Dalam sambutannya, Hasim Umar menegaskan bahwa kompetensi penyuluh agama merupakan perpaduan antara pengetahuan, keterampilan, serta sikap dan perilaku yang menjadi modal utama dalam melaksanakan tugas penyuluhan secara efektif.
"Keberadaan penyuluh agama harus terus diperkuat melalui peningkatan kompetensi. Kompetensi merupakan kombinasi pengetahuan, keterampilan, dan sikap yang memungkinkan penyuluh agama Islam melaksanakan tugas penyuluhan secara efektif di tengah masyarakat," ujarnya.
Menurut Hasim, peningkatan kompetensi tersebut penting agar penyuluh mampu melaksanakan sekaligus mengembangkan kegiatan bimbingan penyuluhan keagamaan dan penyuluhan pembangunan melalui pendekatan bahasa agama.
Hasim menjelaskan, penyuluh agama Islam memiliki peran strategis dalam membimbing masyarakat agar memahami dan mengamalkan ajaran Islam secara benar. Selain itu, penyuluh juga diharapkan menjadi motor penggerak pembangunan serta agen perubahan sosial di tengah kehidupan masyarakat.
"Sebagaimana tugasnya, penyuluh agama Islam tidak hanya membimbing umat dalam memahami ajaran agama, tetapi juga menjadi motor penggerak pembangunan dan agen perubahan sosial di tengah masyarakat," katanya.

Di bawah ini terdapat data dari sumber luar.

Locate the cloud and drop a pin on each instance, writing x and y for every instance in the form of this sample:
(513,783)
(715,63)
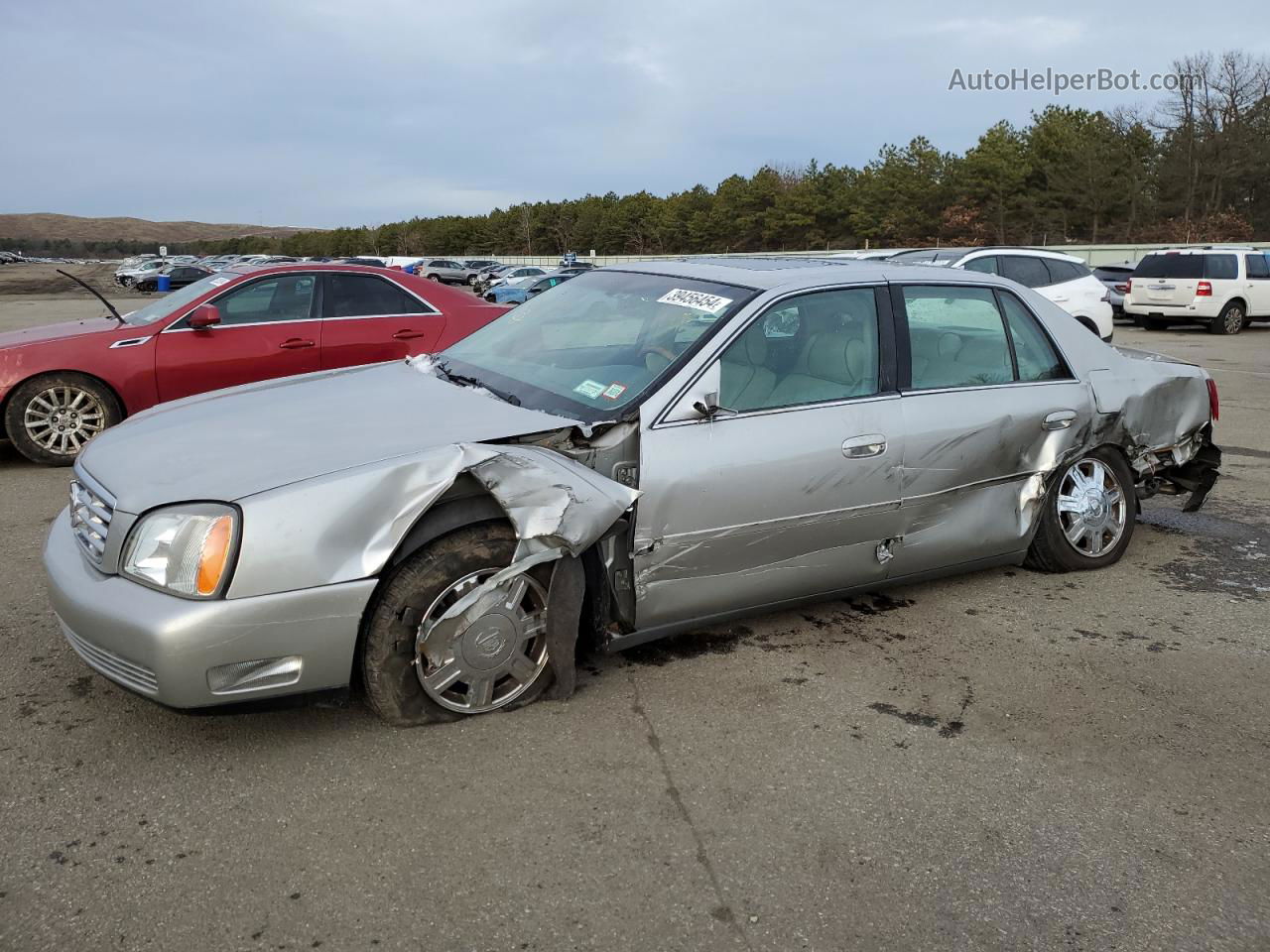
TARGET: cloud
(330,113)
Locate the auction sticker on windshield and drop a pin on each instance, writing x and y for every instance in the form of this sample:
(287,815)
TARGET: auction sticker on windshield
(697,299)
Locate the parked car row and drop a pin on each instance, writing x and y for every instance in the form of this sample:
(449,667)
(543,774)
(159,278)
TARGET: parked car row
(647,449)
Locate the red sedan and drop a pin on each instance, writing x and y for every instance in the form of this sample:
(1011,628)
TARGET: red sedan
(63,384)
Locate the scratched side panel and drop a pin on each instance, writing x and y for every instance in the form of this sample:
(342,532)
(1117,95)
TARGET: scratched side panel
(974,468)
(748,511)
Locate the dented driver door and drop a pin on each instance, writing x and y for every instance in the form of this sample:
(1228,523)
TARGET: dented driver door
(789,488)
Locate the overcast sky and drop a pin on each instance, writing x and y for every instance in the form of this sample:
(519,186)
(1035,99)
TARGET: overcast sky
(362,112)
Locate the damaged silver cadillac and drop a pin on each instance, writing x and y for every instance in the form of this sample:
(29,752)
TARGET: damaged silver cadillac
(640,452)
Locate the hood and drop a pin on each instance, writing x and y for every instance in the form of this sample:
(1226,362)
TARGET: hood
(234,443)
(58,331)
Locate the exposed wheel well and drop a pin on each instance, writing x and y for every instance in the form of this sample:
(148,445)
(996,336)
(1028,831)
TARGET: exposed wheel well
(8,398)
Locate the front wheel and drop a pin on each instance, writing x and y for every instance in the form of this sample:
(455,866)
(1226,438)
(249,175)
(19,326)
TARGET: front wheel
(1088,516)
(418,669)
(51,417)
(1230,320)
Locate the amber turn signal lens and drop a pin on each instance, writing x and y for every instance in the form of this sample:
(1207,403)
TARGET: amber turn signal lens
(214,555)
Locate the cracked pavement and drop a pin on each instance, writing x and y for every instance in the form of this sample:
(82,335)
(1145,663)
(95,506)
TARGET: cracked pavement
(998,761)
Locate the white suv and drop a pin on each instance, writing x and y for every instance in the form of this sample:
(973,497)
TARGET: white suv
(1064,280)
(1223,289)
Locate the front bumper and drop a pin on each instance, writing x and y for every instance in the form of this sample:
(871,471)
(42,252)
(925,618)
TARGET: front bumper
(163,647)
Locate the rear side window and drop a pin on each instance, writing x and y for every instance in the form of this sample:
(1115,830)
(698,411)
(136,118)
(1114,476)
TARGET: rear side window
(363,296)
(956,338)
(1170,267)
(1066,271)
(1034,354)
(1029,272)
(1222,267)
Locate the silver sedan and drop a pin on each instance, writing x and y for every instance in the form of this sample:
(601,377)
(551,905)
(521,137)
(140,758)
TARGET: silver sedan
(643,451)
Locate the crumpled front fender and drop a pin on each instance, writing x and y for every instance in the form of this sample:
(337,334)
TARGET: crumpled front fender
(345,526)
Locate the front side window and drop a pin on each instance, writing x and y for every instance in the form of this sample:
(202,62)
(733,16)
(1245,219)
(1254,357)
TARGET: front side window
(956,338)
(837,358)
(286,298)
(1029,272)
(363,296)
(597,343)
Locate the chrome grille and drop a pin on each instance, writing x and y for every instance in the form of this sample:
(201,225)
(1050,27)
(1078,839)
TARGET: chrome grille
(112,665)
(91,512)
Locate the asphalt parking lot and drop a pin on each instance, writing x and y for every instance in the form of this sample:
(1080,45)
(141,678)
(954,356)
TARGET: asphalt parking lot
(1000,761)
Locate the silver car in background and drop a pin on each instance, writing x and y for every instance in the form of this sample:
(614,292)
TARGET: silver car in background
(644,451)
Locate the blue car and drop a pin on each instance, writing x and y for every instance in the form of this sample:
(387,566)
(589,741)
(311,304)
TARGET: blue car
(520,294)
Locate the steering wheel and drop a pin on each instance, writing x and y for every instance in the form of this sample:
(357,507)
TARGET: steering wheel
(653,349)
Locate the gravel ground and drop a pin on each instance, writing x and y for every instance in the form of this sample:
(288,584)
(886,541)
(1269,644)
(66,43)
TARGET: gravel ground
(1001,761)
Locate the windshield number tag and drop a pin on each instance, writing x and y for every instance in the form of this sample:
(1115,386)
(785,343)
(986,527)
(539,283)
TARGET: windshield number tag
(697,299)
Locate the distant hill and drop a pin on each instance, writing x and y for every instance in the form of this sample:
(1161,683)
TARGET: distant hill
(70,227)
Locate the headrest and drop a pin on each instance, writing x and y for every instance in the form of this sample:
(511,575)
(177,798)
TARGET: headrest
(835,357)
(751,348)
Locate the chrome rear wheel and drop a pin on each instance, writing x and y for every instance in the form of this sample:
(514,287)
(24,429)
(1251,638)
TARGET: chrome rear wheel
(1092,508)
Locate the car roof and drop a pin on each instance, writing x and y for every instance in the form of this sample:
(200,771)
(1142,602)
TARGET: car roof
(789,272)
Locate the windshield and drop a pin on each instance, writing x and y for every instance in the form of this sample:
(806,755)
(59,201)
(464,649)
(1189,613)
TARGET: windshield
(597,343)
(173,302)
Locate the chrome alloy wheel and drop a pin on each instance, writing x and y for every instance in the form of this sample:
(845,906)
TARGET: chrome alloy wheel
(489,655)
(1233,318)
(1092,508)
(63,419)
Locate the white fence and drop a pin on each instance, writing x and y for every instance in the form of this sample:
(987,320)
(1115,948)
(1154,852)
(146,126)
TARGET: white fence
(1091,254)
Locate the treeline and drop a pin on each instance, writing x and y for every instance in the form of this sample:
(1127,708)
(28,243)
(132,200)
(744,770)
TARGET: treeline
(1193,171)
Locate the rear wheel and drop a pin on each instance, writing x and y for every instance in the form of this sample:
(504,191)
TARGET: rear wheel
(51,417)
(1230,320)
(494,656)
(1088,516)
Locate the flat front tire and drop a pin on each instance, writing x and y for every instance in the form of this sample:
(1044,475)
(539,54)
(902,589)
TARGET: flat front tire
(1088,516)
(417,670)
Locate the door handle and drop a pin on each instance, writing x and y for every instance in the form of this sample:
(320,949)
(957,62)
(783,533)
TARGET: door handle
(864,447)
(1058,420)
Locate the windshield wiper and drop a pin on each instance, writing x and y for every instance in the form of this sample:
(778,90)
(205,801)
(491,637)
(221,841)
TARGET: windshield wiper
(474,382)
(95,294)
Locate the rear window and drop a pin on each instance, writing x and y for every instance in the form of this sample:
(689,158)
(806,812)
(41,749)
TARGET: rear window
(1170,267)
(1224,267)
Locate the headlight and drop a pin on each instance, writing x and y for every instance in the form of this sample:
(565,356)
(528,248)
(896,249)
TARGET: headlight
(186,549)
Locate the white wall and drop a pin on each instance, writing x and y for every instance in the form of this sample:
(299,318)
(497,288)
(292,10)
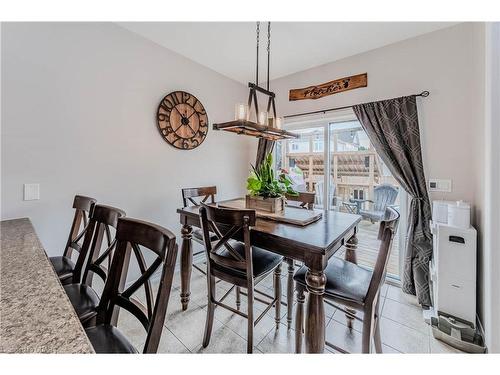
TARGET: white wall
(79,103)
(490,262)
(450,64)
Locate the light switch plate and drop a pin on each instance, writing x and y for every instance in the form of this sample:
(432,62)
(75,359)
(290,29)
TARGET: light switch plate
(440,185)
(31,192)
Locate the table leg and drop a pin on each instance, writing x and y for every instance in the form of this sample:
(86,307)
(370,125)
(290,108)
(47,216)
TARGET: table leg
(350,256)
(315,320)
(289,292)
(186,265)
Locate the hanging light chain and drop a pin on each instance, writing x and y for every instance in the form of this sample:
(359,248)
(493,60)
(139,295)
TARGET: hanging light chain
(257,65)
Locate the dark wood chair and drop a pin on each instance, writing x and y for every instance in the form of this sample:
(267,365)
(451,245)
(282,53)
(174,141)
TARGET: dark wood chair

Momentum Harlah ke-3 IPARI, lanjut Hasim, diharapkan menjadi pemacu semangat bagi seluruh penyuluh agama untuk terus meningkatkan eksistensi dan profesionalisme dalam menjalankan tugas pengabdian kepada masyarakat.
Kepala Kemenag juga menekankan pentingnya sinergi antara Kementerian Agama, pemerintah daerah, Baznas, organisasi keagamaan, dan seluruh pemangku kepentingan dalam memperkuat peran penyuluh agama.
"Sinergi yang erat antara stakeholder, Kementerian Agama, pemerintah daerah, dan berbagai elemen keagamaan diharapkan mampu memperkokoh peran penyuluh agama sebagai garda terdepan dalam membina moral, spiritual, dan keharmonisan sosial umat di Kota Baubau," pungkasnya.
Rekomendasi Berita
Memuat berita terbaru.....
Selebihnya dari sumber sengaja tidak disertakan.